The film is more visual cinema than narrative (Bill Wong's cinematography is stunning however), which is fine once the dramatic effect sinks in but it's not the ideal start for anyone curious about Mabel Chung, Alex Law or indeed the dramatic acting from Sammo. The film can be hard to decipher and the various local superstition, rules and characters hard to interpret but when you realize the complexity is all about Cheung not spelling out matters in an overly apparent way, you begin to sit more comfortably. Especially so since the basics of the film, the growing affecting between Slim and Jenny, becomes VERY apparent and affecting eventually. Finally, Slim's exterior he deems a failure springs to true life as well as the warm performances by Sammo and Sylvia who are in full control of the subtleties of their non-actions. It's all in the looks, in the faces faces that speaks volumes of basically virgin-characters and while Eight Taels Of Gold isn't an ideal starting point if you want to follow the careers of the involved, you should and will end up at it.

The DVD:

Mei Ah presents the film in an aspect ratio of 1.78:1, with anamorphic enhancement. A sorely missed entry on home video, the print is clean and bright enough but comes with a smeary nature that doesn't bring out much desired detail. Thanks to the power of the film, you settle in quite nicely after a short while though.
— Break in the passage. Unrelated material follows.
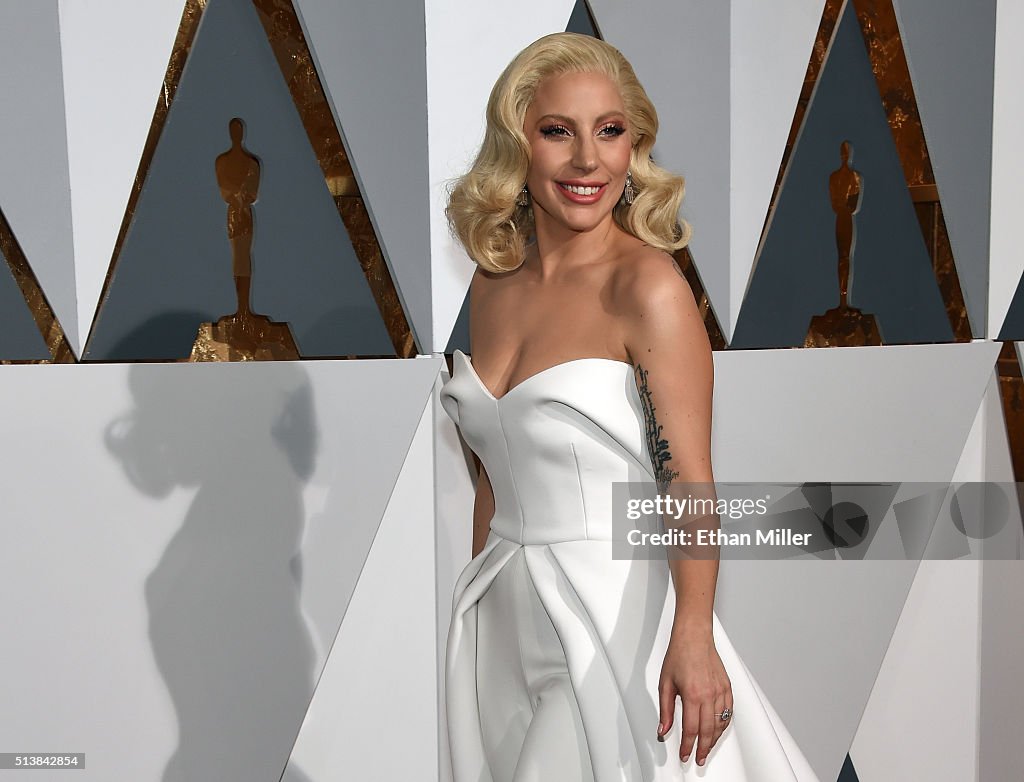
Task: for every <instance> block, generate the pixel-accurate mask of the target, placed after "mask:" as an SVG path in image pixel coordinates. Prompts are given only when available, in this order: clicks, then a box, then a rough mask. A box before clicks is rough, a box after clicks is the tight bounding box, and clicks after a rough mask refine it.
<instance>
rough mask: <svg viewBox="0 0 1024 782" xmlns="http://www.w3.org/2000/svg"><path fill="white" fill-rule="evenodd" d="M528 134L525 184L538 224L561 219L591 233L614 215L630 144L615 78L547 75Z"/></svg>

The Cantonese Dolby Digital 2.0 track sounds a little distorted at points but does the job otherwise. The Mandarin 2.0 track probably is a suitable viewing choice for the movie as well.

The English subtitles presents little problems in terms of coherency. The odd spelling error here and there doesn't detract either. Traditional and simplified Chinese subtitles are also included. Extras are limited to the trailer and Mei Ah's Databank.